What appears to be happening is that Trident is requesting the clone be created, timing out while waiting for it to be finished, and then requesting it again. The first request then succeeds, and the second fails because the "volume already exists".

This can also be seen in the AmazonFSx job history:

11/15 08:58:35 <FSX_ID> 
                              <SVM> 
                                         Clone Create         Failed      1453
     Description: Create
                  <VOLUME_PREFIX>_pvc_d342bb73_0e83_
                  4530_9f80_8bfef58fed2b
      Completion: Failed to create the FlexGroup clone volume                  
                  "<VOLUME_PREFIX>_pvc_d342bb73_0e83_                  
                  4530_9f80_8bfef58fed2b" in Vserver                           
                  "<SVM>". Reason: VLDB: volume                   
                  record not created, duplicate key. Cleanup                   
                  of the partially created FlexGroup clone                     
                  volumes failed. Contact technical support                    
                  for assistance.                                              
11/15 08:57:11 <FSX_ID>                                       
                              <SVM>                               
                                         Clone Create         Succeeded   1452 
     Description: Create                                                       
                  <VOLUME_PREFIX>_pvc_d342bb73_0e83_                   
                  4530_9f80_8bfef58fed2b                                       
      Completion: Successful                                                   
11/15 08:56:28 <FSX_ID>                                       
                              <SVM>                               
                                         Clone Create         Running     1453 
     Description: Create                                                       
                  <VOLUME_PREFIX>_pvc_d342bb73_0e83_                   
                  4530_9f80_8bfef58fed2b                                       
11/15 08:55:17 <FSX_ID>                                       
                              <SVM>                               
                                         Clone Create         Running     1452 
     Description: Create                                                       
                  <VOLUME_PREFIX>_pvc_d342bb73_0e83_                   
                  4530_9f80_8bfef58fed2b  

Note how Job 1452 is interleaved with the beginning of job 1453 - both requested from Trident. 1452 then succeeds, and 1453 (the one Trident is now presumably tracking) fails due to a duplicate key.

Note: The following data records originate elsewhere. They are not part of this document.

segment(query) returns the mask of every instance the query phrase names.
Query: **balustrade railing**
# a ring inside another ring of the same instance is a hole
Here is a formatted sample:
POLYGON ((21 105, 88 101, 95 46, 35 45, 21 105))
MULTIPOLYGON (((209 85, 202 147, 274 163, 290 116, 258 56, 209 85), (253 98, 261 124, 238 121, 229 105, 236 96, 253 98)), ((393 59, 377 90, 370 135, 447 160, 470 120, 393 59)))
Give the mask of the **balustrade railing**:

The way out of this situation appears to be manually deleting all resources on the cluster (editing out finalizers etc.) as well as the created resources in AmazonFSx.

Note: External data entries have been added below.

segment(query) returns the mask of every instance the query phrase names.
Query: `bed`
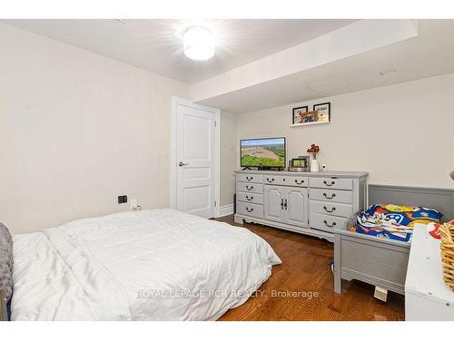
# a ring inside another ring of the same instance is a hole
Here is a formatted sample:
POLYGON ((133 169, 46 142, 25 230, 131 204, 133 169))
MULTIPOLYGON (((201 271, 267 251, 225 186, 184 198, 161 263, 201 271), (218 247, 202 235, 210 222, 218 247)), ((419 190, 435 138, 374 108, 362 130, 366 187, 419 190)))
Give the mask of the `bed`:
POLYGON ((12 320, 215 320, 281 263, 246 228, 173 209, 14 236, 12 320))
MULTIPOLYGON (((454 219, 454 190, 448 189, 369 186, 369 204, 394 203, 432 208, 454 219)), ((334 230, 334 291, 341 294, 342 279, 358 279, 399 294, 405 294, 410 243, 384 239, 348 230, 334 230)))

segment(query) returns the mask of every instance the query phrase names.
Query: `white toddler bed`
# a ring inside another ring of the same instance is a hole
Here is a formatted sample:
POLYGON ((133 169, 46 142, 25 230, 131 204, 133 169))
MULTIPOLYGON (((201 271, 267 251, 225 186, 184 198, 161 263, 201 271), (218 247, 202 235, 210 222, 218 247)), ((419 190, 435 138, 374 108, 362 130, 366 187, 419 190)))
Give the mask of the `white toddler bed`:
POLYGON ((172 209, 14 236, 13 320, 215 320, 281 263, 249 230, 172 209))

Environment Provide accurate information about the environment to help us reproduce the issue.

To Reproduce Steps to reproduce the behaviour:

The following is completed by automatically by a custom operator:

Expected behaviour A clear and concise description of what you expected to happen.

The clone should be created and bound to the PVC as normal.

Additional context Add any other context about the problem here.

This problem does not occur all the time, but seems to be most of the time it fails in this way. It was originally occurring on 23.01.0 originally, but is also still happening on latest 23.10.0 after upgrading.

balaramesh commented 5 months ago

Hello @RuairiSinkler

Did you happen to run into this issue again at all?

Thank you for the detailed description. It does look like Trident expected a response from FSxN, but it never arrived on time. This makes me feel like it could be an isolated instance, but I thought I'd ask you anyways...

RuairiSinkler commented 4 months ago

Hi @balaramesh - yes we hit this issue repeatedly, around 50% of the time I would say and were unable to find a solution. It (amongst other issues) has caused us to have to abandon Trident as our NetApp CSI solution.